Israel has agreed to put in place four-hour daily humanitarian pauses in its assault on Hamas in northern Gaza starting on Thursday, the White House said, even as President Joe Biden claimed that there was “no possibility” of a formal cease-fire at the moment, and said it had “taken a little longer" than he hoped for Israel to agree to the humanitarian pauses.
The month-old war has killed over 10,500 civilians in Gaza, its health ministry said. On Thursday, Israeli ground forces battled near Gaza's largest hospital, Shifa, where thousands of people are sheltering. Families are sleeping in hospital rooms, even surgical theatres and the maternity ward, or on the streets outside.
“The conditions here are disastrous in every sense of the word," the director Mohammed Abu Selmia told The Associated Press on Thursday. “We're short on medicine and equipment, and the doctors and nurses are exhausted. … We're unable to do much for the patients."
During a brief call with Netanyahu on Monday, Biden had urged him to institute daily pauses, starting first with a pause of at least three days to allow for negotiations over the release of some hostages held by Hamas. “Yes,” Biden said, when asked whether he had asked Israel for a three-day pause. “I've asked for even a longer pause for some of them.”
National Security Council spokesman John Kirby said that the first daily humanitarian pause would be announced on Thursday and that the Israelis had committed to announcing each four-hour window at least three hours in advance.

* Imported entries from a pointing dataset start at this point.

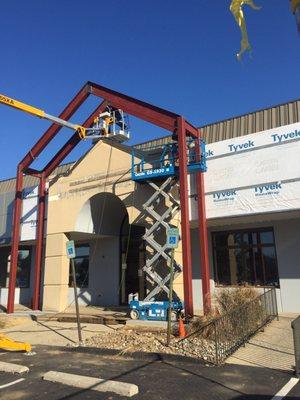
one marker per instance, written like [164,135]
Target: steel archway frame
[172,122]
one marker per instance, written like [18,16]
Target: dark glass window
[245,257]
[23,267]
[81,266]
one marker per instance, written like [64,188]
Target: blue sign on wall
[172,238]
[70,246]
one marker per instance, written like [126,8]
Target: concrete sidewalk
[273,348]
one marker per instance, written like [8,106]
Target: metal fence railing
[222,336]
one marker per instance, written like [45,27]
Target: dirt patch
[130,341]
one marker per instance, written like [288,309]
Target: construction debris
[130,341]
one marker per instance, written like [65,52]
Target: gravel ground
[130,341]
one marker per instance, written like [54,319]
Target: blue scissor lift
[158,166]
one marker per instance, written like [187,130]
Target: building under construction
[236,203]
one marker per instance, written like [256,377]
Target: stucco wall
[287,237]
[103,284]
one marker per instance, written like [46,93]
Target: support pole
[203,242]
[185,220]
[39,243]
[15,241]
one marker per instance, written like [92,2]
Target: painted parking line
[12,383]
[286,389]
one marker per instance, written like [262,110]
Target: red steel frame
[179,127]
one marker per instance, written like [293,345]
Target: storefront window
[245,257]
[81,266]
[23,267]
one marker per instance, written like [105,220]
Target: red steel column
[203,241]
[39,243]
[15,241]
[185,219]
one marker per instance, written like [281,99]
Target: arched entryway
[109,263]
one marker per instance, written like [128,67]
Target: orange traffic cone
[181,328]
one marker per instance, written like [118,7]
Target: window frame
[251,248]
[22,247]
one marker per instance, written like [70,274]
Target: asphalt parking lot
[158,377]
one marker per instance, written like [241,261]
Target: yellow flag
[236,8]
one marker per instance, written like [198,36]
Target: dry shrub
[228,300]
[244,313]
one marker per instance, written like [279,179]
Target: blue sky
[179,55]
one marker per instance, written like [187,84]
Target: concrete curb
[90,383]
[13,368]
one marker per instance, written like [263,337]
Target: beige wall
[103,169]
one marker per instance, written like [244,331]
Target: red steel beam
[39,243]
[71,108]
[140,109]
[72,142]
[15,241]
[155,115]
[33,172]
[203,242]
[185,219]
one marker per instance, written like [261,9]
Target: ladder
[161,208]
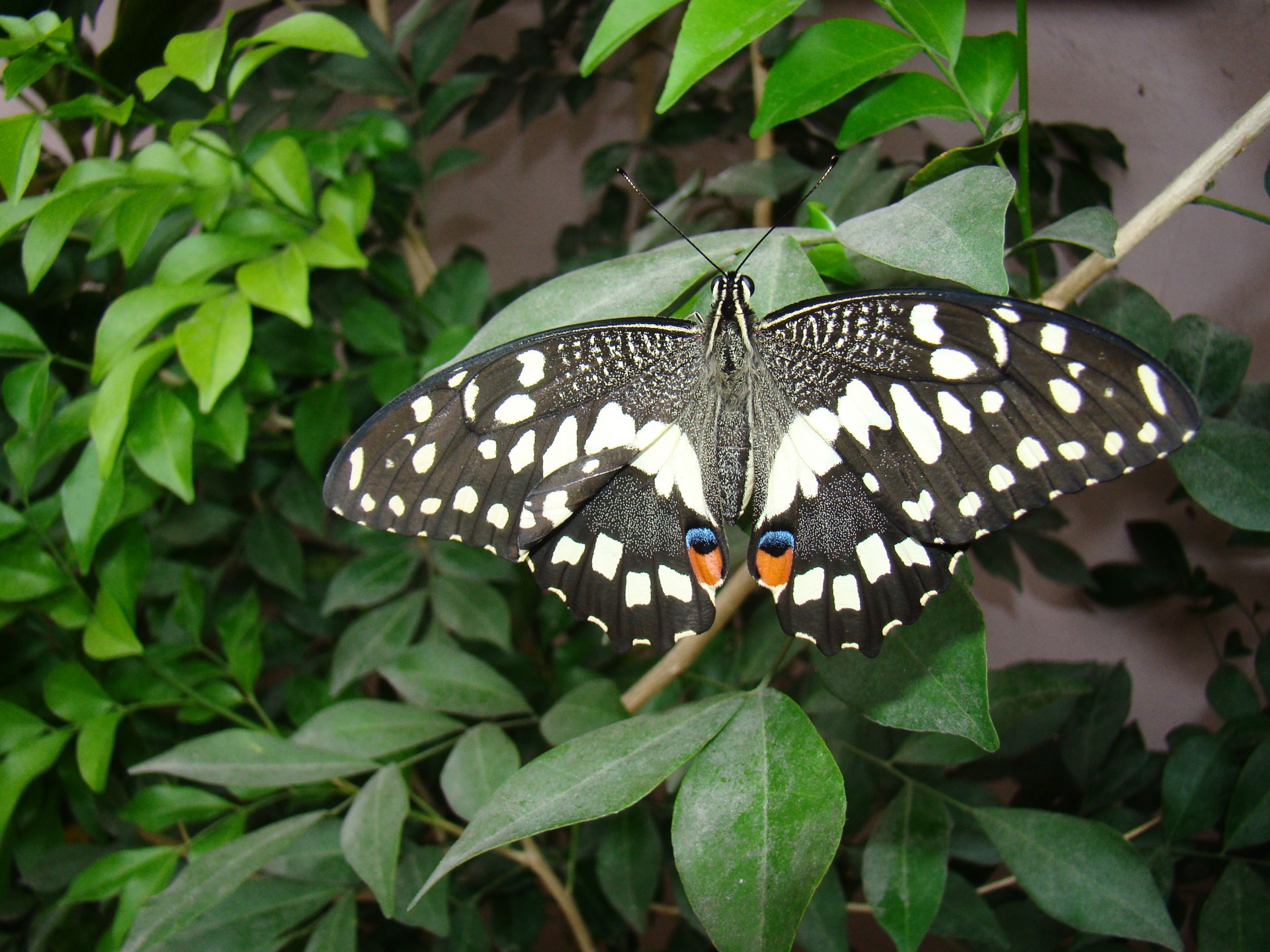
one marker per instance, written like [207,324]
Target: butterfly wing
[515,450]
[962,412]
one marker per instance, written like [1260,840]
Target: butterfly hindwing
[960,412]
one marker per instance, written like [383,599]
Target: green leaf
[473,610]
[757,822]
[371,834]
[1129,311]
[376,639]
[1223,469]
[164,805]
[1236,917]
[589,777]
[952,229]
[89,504]
[444,678]
[134,315]
[963,912]
[824,63]
[23,764]
[712,32]
[897,99]
[622,20]
[197,56]
[282,175]
[587,707]
[905,865]
[371,579]
[161,441]
[937,23]
[1081,873]
[95,748]
[1094,227]
[108,419]
[74,695]
[1199,777]
[19,153]
[312,31]
[275,554]
[478,766]
[244,758]
[1209,358]
[278,284]
[370,729]
[210,879]
[986,70]
[629,865]
[214,343]
[1248,820]
[931,674]
[321,420]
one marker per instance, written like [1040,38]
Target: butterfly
[868,437]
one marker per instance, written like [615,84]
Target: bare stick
[680,658]
[1181,190]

Israel is also was opening a second corridor for civilians to flee the areas that are the current focus of its military campaign against Hamas, with a coastal road joining the territory's main north-south highway, Kirby said.

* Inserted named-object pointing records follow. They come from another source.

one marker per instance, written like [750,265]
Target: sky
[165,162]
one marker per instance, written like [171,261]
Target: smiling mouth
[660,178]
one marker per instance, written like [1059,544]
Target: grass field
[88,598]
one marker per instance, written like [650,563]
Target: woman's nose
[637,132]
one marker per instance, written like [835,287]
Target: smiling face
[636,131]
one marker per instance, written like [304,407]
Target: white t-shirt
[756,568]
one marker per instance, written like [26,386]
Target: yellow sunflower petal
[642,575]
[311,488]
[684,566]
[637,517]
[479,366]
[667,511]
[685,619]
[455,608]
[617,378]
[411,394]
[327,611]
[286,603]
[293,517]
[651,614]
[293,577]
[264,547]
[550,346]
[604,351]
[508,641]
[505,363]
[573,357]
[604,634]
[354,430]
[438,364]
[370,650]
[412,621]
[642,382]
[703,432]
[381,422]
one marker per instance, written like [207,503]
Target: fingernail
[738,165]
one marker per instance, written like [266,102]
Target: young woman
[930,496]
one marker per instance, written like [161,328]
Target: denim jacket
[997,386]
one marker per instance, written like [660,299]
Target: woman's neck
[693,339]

Thursday's announcement appeared to be an effort to formalise the process of initiating pauses in the war, as the US has pressed Israelis to take greater steps to protect civilians in Gaza. Biden's push for an even longer pause comes as part of a renewed diplomatic push to free hostages taken by Hamas and other militant groups to the Gaza Strip during their October 7 surprise attack on Israel.

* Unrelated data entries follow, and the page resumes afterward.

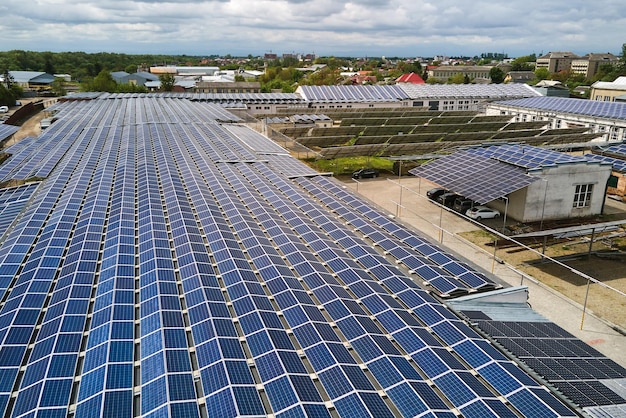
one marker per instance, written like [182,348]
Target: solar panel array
[576,369]
[12,201]
[614,110]
[618,149]
[444,272]
[471,91]
[618,164]
[527,156]
[476,176]
[339,94]
[164,268]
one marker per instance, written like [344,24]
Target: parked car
[365,173]
[433,194]
[482,212]
[447,199]
[462,204]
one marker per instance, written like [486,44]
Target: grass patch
[341,166]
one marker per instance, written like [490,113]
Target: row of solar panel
[574,367]
[613,110]
[166,224]
[426,361]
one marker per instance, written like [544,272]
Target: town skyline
[396,28]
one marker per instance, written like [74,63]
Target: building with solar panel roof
[171,262]
[526,183]
[605,118]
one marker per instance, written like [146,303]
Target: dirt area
[607,265]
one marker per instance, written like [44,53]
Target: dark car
[365,173]
[462,204]
[447,199]
[433,194]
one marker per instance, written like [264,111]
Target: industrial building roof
[176,263]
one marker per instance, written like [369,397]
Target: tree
[9,90]
[102,82]
[542,74]
[497,75]
[621,65]
[167,81]
[525,63]
[58,86]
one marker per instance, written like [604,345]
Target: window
[582,196]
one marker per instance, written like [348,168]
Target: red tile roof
[410,78]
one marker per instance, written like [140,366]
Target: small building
[552,88]
[616,156]
[526,183]
[556,61]
[473,72]
[519,76]
[227,87]
[608,91]
[31,80]
[588,65]
[410,78]
[606,119]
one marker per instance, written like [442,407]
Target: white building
[526,183]
[607,119]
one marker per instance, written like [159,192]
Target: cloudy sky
[360,28]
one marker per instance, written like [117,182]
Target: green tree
[59,86]
[497,75]
[542,74]
[525,63]
[621,65]
[167,81]
[102,82]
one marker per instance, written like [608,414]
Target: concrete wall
[559,188]
[552,197]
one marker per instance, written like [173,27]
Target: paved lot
[411,206]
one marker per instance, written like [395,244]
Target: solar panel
[473,176]
[614,110]
[165,266]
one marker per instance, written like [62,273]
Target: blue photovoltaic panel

Kirby told reporters on Thursday that pauses could be useful to “getting all 239 hostages back with their families to include the less than 10 Americans that we know are being held. So if we can get all the hostages out, that's a nice finite goal”.“Humanitarian pauses can be useful in the transfer process,” he added. Israeli officials estimate that militants still hold 239 hostages, including children and the elderly, from the attack that also saw 1,400 Israelis killed. US officials say it believes fewer than 10 Americans are among those held captive.